Configuring job-level timeouts
By default, Dagster jobs have no automatic timeout. A stuck or runaway run can execute indefinitely until it's terminated manually. Job-level timeouts let you set a maximum runtime per job so the system can terminate runs that exceed it.
This is especially useful for:
- Scheduled jobs that should not overlap with subsequent ticks
- Jobs that depend on external systems prone to hangs
- Long-running jobs where you want to bound the worst case
Configuration
Use the dagster/max_runtime tag on the job (or run) to set the timeout in seconds. The mechanism is the same in Dagster Open Source and Dagster+, but how you enable it differs slightly between each.
Dagster Open Source
-
Add the
dagster/max_runtimetag (in seconds) to your job definition. -
Enable run monitoring in your
dagster.yaml:run_monitoring:
enabled: true -
Restart your Dagster instance so the daemon picks up the configuration change.
Dagster+
- Add the
dagster/max_runtimetag (in seconds) to your job definition.
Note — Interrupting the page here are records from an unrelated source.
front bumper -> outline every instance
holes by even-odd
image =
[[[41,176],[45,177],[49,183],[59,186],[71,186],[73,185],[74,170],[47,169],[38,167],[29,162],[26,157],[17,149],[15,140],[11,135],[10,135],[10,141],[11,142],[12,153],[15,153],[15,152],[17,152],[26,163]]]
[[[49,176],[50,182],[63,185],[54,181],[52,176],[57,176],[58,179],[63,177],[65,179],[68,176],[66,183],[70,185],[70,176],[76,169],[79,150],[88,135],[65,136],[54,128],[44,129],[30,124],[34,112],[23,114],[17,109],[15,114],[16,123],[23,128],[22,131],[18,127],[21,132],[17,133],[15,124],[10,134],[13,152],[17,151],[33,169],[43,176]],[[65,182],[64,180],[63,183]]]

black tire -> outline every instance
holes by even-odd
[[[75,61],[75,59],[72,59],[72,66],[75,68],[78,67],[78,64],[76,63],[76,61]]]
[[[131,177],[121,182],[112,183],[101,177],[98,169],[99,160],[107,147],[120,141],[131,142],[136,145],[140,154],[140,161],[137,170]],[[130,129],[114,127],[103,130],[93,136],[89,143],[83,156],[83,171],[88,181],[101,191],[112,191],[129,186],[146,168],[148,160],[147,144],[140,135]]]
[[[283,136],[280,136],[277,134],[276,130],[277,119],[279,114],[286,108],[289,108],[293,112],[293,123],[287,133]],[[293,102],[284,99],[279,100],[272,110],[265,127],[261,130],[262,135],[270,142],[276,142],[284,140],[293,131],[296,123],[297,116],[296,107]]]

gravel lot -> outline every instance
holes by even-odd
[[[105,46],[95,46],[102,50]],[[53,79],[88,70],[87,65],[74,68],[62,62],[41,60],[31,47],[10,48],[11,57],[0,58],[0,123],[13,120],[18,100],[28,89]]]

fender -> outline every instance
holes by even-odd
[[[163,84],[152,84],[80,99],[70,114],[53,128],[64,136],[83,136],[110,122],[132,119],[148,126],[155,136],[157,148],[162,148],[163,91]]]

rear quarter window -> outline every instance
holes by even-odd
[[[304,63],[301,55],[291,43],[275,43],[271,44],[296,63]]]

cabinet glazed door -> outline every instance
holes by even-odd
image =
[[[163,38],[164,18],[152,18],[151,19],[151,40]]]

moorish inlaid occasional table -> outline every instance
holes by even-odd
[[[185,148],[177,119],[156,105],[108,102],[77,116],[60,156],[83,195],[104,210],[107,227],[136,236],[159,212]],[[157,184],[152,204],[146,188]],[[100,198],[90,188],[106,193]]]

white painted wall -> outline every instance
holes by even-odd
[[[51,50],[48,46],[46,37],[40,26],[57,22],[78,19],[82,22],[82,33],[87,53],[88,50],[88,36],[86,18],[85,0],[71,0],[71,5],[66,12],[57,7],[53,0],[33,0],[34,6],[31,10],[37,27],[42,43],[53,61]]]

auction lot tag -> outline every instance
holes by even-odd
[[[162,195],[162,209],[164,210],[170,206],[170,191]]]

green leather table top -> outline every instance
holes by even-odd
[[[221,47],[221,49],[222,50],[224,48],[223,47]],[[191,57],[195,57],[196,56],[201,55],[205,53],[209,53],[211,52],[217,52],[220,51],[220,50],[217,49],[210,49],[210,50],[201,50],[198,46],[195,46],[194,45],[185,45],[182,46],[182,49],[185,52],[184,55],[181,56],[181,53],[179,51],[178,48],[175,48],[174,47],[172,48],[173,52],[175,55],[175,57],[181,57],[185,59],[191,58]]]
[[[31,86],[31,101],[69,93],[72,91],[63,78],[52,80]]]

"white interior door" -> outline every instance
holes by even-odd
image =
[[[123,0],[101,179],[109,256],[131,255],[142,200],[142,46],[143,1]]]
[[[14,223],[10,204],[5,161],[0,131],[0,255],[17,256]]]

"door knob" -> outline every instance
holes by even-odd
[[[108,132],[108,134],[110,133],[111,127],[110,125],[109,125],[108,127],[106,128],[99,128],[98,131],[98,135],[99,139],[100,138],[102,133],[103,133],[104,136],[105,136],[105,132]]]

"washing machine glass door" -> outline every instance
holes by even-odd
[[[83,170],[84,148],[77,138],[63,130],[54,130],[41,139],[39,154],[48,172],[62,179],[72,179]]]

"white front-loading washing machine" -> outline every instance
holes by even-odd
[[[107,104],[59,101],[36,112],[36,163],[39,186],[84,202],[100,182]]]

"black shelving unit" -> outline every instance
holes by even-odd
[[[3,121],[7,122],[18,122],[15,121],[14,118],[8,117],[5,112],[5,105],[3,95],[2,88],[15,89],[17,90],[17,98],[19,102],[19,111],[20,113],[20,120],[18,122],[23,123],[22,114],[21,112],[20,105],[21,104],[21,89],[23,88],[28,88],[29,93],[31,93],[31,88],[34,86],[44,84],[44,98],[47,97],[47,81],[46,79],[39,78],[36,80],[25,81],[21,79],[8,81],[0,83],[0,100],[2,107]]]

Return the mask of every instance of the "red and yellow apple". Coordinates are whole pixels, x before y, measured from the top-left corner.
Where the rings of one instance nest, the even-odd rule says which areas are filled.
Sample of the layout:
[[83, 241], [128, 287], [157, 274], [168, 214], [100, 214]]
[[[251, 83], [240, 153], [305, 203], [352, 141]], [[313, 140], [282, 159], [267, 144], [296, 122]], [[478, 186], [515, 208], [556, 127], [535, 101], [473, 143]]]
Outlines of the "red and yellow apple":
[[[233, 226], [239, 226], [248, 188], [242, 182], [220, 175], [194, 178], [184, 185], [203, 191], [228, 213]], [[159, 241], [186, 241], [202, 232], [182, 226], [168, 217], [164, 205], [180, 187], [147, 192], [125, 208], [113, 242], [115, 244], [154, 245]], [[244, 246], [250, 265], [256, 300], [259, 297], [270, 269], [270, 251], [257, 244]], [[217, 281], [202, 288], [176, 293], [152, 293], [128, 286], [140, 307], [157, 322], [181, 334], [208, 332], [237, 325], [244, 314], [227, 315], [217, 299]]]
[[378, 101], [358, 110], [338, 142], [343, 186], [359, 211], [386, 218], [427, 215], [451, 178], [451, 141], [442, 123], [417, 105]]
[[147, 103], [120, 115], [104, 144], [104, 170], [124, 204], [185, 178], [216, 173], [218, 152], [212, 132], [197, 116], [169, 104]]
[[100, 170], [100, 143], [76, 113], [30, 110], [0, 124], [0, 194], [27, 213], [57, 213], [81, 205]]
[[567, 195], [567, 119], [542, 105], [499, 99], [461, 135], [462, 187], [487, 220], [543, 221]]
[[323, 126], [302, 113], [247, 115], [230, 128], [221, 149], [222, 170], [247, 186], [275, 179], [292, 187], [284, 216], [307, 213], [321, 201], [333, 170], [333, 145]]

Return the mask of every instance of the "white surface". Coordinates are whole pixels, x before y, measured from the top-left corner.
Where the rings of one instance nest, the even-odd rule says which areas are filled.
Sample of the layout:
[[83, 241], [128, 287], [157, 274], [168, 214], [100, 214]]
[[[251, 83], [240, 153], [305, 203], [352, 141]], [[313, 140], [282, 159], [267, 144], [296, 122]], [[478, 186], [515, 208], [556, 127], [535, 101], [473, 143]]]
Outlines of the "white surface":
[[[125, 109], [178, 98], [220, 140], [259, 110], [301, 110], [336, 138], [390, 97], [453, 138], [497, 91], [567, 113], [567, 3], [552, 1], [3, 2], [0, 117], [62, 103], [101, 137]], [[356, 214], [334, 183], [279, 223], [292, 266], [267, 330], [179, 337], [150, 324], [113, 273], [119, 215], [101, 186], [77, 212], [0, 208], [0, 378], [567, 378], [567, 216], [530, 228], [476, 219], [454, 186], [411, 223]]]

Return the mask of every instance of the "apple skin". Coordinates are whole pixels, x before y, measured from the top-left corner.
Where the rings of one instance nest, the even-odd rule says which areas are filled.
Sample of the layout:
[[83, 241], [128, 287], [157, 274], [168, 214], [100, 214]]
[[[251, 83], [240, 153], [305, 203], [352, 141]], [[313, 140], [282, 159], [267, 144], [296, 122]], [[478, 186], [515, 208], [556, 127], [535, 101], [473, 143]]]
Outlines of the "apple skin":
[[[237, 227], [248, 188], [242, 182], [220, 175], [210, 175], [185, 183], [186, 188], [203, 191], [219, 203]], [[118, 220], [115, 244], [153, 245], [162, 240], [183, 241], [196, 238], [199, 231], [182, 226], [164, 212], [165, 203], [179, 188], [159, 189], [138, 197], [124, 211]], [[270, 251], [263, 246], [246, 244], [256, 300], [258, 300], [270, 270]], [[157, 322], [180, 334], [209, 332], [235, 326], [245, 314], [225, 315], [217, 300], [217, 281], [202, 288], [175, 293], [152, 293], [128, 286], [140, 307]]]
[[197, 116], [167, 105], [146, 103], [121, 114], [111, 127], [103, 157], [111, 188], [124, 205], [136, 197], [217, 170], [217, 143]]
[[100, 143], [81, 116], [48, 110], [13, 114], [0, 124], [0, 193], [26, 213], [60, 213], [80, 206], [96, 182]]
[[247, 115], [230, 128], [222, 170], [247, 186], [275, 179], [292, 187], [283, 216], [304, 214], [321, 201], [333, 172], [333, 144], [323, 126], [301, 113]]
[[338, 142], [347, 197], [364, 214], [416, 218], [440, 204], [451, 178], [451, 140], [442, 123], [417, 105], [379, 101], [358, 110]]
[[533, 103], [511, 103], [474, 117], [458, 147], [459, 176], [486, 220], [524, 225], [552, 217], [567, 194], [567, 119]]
Tags can also be applied at run launch time from the Launchpad or via the Dagster+ deployment settings.
No agent or instance restart is required.
Choosing a timeout value
Pick a timeout based on observed runtime, with headroom for normal variance:
- Watch a few weeks of completion times for the job.
- Set the timeout above the typical p99 runtime, not just the average.
- Re-evaluate after meaningful changes to data volume, dependencies, or upstream systems.